Sugar, lemon juice and lemon zest completed the recipe. I stirred the mixture and cautioned myself not to cook too long. After all, I didn’t want to repeat my Marmalade Mistake and have Mixed Berry Candy! The recipe called for using a thermometer to monitor when the mixture got to 220 degrees. At that point, the jam would be set.

Brilliant!

The candy thermometer was in the bottom of a wooden wine box where I hold all of the extra gadgets that I rarely use. No time to dig through that pile!

Reminder to self: Put the candy thermometer into the close-and-handy drawer for unexpected jam-making.

Wait! A digital thermometer lives in my close-and-handy drawer.
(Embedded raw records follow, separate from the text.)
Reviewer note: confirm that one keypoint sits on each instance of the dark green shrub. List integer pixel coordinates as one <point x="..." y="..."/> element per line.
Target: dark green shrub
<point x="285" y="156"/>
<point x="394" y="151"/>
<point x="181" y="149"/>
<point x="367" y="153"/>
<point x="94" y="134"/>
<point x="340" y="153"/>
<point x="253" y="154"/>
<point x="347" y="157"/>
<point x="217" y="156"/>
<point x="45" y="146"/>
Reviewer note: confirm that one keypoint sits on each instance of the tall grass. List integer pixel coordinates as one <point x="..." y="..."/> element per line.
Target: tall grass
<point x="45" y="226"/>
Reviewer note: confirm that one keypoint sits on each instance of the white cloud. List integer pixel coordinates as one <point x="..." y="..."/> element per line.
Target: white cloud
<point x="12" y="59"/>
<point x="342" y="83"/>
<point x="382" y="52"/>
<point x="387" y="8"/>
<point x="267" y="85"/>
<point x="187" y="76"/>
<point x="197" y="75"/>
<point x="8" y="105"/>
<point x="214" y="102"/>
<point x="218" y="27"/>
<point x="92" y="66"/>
That would work fine!

I dumped it out of its plastic sleeve and hit the on button.

Thermometer: Hello! Oh, I’m so excited to be out of the drawer! What are we cooking today?

Me: Let’s see how hot this is….

Thermometer: Oh, wow! That’s warm. One-hundred-ninety degrees, 191, 192… Gosh, it’s still getting hotter. What are we cooking?

Me: It’s boiling but it doesn’t say 212 degrees? I wonder why that is?

Thermometer: This seems wrong. How warm do you need this meat to be? One-hundred-seventy degrees is well-done. For any animal. Why would you need to still be cooking?

Me: Is this going to gel? Or do I need to get it hotter?

Thermometer: I mean, really, this is getting out of control! Two-hundred-twenty, 211…

Me: Looks like it’s almost there…. What? What’s going on?

Thermometer: [flashing its screen, all numbers turning into eights] STOP COOKING! STOP IT! THE MEAT IS DEAD! DEAD AND BURNED! WHAT HAVE YOU DONE? YOU’RE NO COOK! YOU’RE A MONSTER!

Startled, I zipped the thermometer out of the scalding jam and hit the power button to stop the diatribe.

The nerve! Telling me I’m a bad cook!

Reminder to self: Don’t use a meat thermometer to cook jam. Low temperature rudeness!

I let it calm down after its escape while I turned off the flame.

Once the thermometer panics, even if it is a meat thermometer, it’s time to put the jam in jars.

In a taste test, all three of the berries’ flavor shone through the combination, celebrating summer’s sweetness as it spread delightfully across my peanut butter toast.

Reminder to self: When the meat thermometer screams, the jam is perfect.

That’s a system that will work every time!